Continuum percolation of overlapping discs with a distribution of radii having a power-law tail

TL;DR

This paper investigates how the distribution of disc radii with a power-law tail affects continuum percolation, revealing phase-dependent critical exponents and providing numerical and theoretical insights into the percolation threshold and correlation length.

Contribution

It introduces an analysis of continuum percolation with power-law distributed radii, identifying phase-dependent critical exponents and proposing an approximate renormalization scheme.

Findings

Power-law tail causes power-law decay of two-point function at low densities.

Critical exponents depend on the tail parameter a for certain regimes.
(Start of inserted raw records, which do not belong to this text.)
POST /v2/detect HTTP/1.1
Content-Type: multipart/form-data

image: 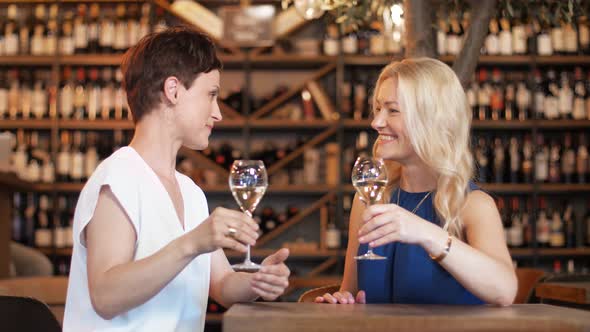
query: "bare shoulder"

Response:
[461,190,500,227]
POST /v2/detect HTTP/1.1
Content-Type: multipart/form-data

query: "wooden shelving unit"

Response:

The percolation threshold varies with the power-law parameter a.

Abstract

We study continuum percolation problem of overlapping discs with a distribution of radii having a power-law tail; the probability that a given disc has a radius between $R$ and $R+dR$ is proportional to $R^{-(a+1)}$, where $a > 2$. We show that in the low-density non-percolating phase, the two-point function shows a power law decay with distance, even at arbitrarily low densities of the discs, unlike the exponential decay in the usual percolation problem. As in the problem of fluids with long-range interaction, we argue that in our problem, the critical exponents take their short range values for $a > 3 - \eta_{sr}$ whereas they depend on $a$ for $a < 3-\eta_{sr}$ where $\eta_{sr}$ is the anomalous dimension for the usual percolation problem. The mean-field regime obtained in the fluid problem corresponds to the fully covered regime, $a \leq 2$, in the percolation problem. We propose an approximate renormalization scheme to determine the correlation length exponent $\nu$ and the percolation threshold. We carry out Monte-Carlo simulations and determine the exponent $\nu$ as a function of $a$. The determined values of $\nu$ show that it is independent of the parameter $a$ for $a>3 - \eta_{sr}$ and is equal to that for the lattice percolation problem, whereas $\nu$ varies with $a$ for $2<a<3 - \eta_{sr}$. We also determine the percolation threshold of the system as a function of the parameter $a$.